Fluoride could soon be added to most of the country's drinking water, with the Prime Minister promising to pass a Bill that's been on hold for nearly four years.
It came alongside another dental promise on Wednesday: giving preschoolers free toothbrushes.
More than 5000 children and teenagers have dental surgery under general anaesthetic yearly for preventable problems. Dental decay is the most common chronic health condition in New Zealand, and much more common for the poor - children in the most deprived neighbourhoods are six times more likely to be missing teeth.

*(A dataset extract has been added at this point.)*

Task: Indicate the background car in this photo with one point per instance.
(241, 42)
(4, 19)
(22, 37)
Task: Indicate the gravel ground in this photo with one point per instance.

David Wallbridge of Family Teeth Matters says New Zealand is in the middle of a "decay epidemic".
The Bill would give water fluoridation powers to District Health Boards and likely extend water fluoridation from 50 percent of the country to at least 85 percent.
The Prime Minister was told it was “the most cost-effective action the Government can take to improve child and adolescent oral health, particularly for those in poverty”.
Passing the Bill could save more than $600 million over 20 years, and the National Party supports the change.
On Wednesday, the Prime Minister appeared to blame former Deputy Prime Minister Winston Peters - and promised to get it done.
"We didn't have the support for it in the last Government... we've got the numbers now and the Minister is doing work on it," she said.
But the National Party says that's rubbish, as it would've helped pass the Bill.
"[It's] hard to explain why this is taking so long," National's deputy leader Dr Shane Reti says. "Why can't this be delivered - you've got two of the main parties agreeing this is important."
Also in the Prime Minister's briefing was a recommendation to give all preschoolers free toothbrushes and toothpaste. It's been a success overseas, and the Ministry of Health put aside $2.5 million a year for it.
A similar programme in Scotland was successful, returning £7.34 for every £1 spent after 10 years.
On Wednesday came a promise it'll happen.
"That project work is underway now," Ardern said. "As I understand they're going through a procurement process, so I hope to see some progress on that fairly shortly."
But there's nothing when it comes to another key recommendation - Labour's election promise of increasing beneficiaries' dental grants from $300 to $1000.
The Minister for Social Development Carmel Sepuloni says there's no real timeframe on delivery - just "sometime this term".
"This term we will deliver on our manifesto commitment to increase dental health grants, ensuring those on low incomes are supported to cover the actual cost of dental care," Carmel Sepuloni, the Minister for Social Development and Employment, said in a statement.
Other recommendations made include extending oral health care past the current age of 17, which Newshub has revealed could cost as little as $148 million for a targeted package, providing dental care to pregnant woman and low-income families, “strengthening cross-agency efforts”, working with DHBs to reduce regional variations in outcomes, and ultimately reviewing the ageing 2006 strategy Good Oral Health for All, for Life.
The Prime Minister's Office would not say which recommendations the Prime Minister asked officials to look at further.
The briefing comes after Newshub revealed then-Health Minister David Clark chose not to progress any recommendations in a similar briefing in 2018.
New Zealanders spend about $1 billion per year on private dental care.